OSHA can help answer questions or concerns from employers and workers. To reach your regional or area OSHA office, go to OSHA's Regional & Area Offices webpage or call 1-800-321-OSHA (6742).
Small businesses may contact OSHA's free on-site consultation services funded by OSHA to help determine whether there are hazards at their worksites. To contact free consultation services, go to OSHA's On-site Consultation web page or call 1-800-321-OSHA (6742) and press number 4.
Workers may file a complaint to have OSHA inspect their workplace if they believe that their employer is not following OSHA standards or that there are serious hazards. Workers can file a complaint with OSHA by calling 1-800-321-OSHA (6742), online via eCompliant Form, or by printing the complaint form and mailing or faxing it to the local OSHA area office. Complaints that are signed by an worker are more likely to result in an inspection.

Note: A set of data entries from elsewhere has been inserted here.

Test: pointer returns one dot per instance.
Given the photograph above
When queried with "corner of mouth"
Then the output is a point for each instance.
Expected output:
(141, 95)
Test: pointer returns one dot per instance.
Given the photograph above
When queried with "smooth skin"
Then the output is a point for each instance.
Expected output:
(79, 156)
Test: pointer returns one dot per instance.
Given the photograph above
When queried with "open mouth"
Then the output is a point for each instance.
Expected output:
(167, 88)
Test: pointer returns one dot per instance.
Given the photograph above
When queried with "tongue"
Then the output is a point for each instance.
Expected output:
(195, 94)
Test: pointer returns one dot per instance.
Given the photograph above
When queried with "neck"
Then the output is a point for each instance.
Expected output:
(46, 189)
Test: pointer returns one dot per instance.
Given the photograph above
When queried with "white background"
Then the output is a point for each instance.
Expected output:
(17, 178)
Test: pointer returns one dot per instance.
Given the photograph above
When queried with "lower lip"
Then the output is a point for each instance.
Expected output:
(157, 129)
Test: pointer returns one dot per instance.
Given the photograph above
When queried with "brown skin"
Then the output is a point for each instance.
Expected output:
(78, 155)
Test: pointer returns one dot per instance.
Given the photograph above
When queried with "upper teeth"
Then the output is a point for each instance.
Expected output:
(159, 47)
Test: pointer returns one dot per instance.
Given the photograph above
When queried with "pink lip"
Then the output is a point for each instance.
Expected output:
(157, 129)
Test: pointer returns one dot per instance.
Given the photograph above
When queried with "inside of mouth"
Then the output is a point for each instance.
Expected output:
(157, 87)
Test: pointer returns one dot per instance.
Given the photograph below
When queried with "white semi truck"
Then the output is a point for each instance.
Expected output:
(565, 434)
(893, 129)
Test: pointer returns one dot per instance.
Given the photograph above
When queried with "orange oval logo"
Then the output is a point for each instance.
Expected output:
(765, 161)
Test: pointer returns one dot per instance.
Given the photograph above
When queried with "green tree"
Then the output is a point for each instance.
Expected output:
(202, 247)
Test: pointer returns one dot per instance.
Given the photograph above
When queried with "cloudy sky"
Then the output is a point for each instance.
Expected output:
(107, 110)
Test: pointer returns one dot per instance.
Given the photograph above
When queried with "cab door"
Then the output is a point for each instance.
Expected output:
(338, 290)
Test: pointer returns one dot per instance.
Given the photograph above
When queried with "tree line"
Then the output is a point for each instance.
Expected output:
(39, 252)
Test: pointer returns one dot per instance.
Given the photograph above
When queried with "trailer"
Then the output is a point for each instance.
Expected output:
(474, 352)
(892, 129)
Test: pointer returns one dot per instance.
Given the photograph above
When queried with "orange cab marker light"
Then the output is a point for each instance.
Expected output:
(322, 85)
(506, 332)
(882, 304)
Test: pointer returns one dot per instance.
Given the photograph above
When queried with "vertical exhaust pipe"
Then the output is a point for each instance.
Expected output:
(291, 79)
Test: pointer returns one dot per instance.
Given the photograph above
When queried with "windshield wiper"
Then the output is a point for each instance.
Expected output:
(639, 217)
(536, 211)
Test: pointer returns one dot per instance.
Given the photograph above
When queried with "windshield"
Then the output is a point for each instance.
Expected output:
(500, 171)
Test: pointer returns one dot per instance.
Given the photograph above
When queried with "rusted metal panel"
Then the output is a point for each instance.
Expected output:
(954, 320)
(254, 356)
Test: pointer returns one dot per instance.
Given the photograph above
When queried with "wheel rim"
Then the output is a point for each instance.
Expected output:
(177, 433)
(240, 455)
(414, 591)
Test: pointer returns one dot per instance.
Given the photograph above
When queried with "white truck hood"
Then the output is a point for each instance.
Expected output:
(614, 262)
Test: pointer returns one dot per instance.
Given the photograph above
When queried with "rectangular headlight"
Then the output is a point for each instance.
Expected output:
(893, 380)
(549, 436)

If you think your job is unsafe or if you have questions, contact OSHA at 1-800-321-OSHA (6742). Your contact will be kept confidential. We can help. For other valuable worker protection information, such as Workers' Rights, Employer Responsibilities, and other services OSHA offers, visit OSHA's Workers' page.
*eTools are "stand-alone," interactive, highly illustrated web-based training tools on occupational safety and health topics. Some use expert system modules, which enable the user to answer questions, and receive reliable advice on how OSHA regulations apply to their work site. Some provide guidance information for developing a comprehensive safety and health program and include other recommended practices that often go beyond specific OSHA mandates. As indicated in the disclaimer, eTools do not create new OSHA requirements.